With WKRP, there was added pressure to get the entirety of the end credits theme song, a rockin’ number with some really hard to decipher lyrics. While most of the time, the song would be interrupted by a voiceover of a CBS announcer telling us what hijinks were coming up next on ONE DAY AT A TIME, there were a few instances where the song played in full . I would listen to the tape over and over again, trying to figure out what the hell that guy was singing. It sounded like he was telling a bartender that he was going, going, going like mad, aw-haw.

While singing karaoke to the end theme wasn’t in the cards, I listened to those tapes frequently enough that, to this day, there are whole episodes of WKRP I could perform as a one-man show (such as the one where the staff crafts a bouncy jingle for the Ferryman Funeral Home and the amazingly prescient episode where the horny, leisure-suited salesman Herb Tarlek and his family enter reality TV hell by appearing on a show called “Real Families”).

The next show that I regularly recorded premiered in 1980 and took up twice as much tape as WKRP, being an hour-long drama about a former navy intelligence officer who lived for free on a wealthy novelist’s estate (to the perpetual annoyance of its major domo) while eking out a living as a private investigator, often employing the begrudging assistance of two friends with whom he fought in Viet Nam.

That’s right.

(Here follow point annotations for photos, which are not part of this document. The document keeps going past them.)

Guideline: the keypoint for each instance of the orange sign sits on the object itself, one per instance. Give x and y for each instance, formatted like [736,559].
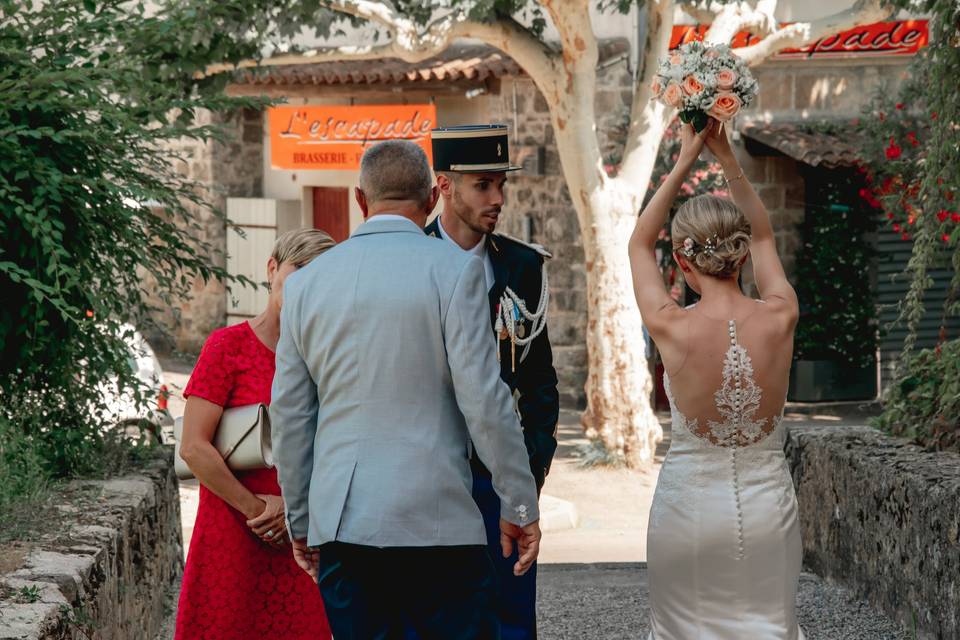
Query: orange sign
[902,37]
[335,137]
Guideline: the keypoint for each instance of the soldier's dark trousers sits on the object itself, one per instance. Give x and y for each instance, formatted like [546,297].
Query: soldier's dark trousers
[439,593]
[518,596]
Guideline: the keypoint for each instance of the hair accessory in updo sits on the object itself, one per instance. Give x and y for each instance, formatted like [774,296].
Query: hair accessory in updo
[691,248]
[712,234]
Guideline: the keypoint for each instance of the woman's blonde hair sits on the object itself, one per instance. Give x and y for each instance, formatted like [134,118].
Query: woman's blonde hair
[300,246]
[713,234]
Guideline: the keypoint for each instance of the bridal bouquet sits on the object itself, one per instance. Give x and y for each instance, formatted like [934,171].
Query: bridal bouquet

I audiotaped MAGNUM, P.I. For years. And listened to it. A lot.

Okay, so maybe the Hawaii-based detective show wasn’t exactly Mamet, but I found the banter of Magnum, Higgins, Rick and T.C. (and sometimes Robin Masters, voiced by Orson Welles, which I knew was a big deal even at the age of 15) highly entertaining, and I still hold the opinion that the first two seasons of that show were some really well-written little dramas (it got spotty after that). Besides, the show’s score (including both themes, the initial jazzy one by Ian Freebairn-Smith that was replaced with the more iconic Mike Post anthem in the tenth episode) was sometimes as good as a James Bond soundtrack as far as I was concerned.

Again, there are some bits of dialogue that remain forever lodged in my brain, popping out of my cake hole in Pavlovian response to the proper stimulus. Any time someone orders a boilermaker at the bar where I tend, I pull out a line from the first season episode “All Roads Lead to Floyd” explaining that “a beer and a shot—that’s one drink.”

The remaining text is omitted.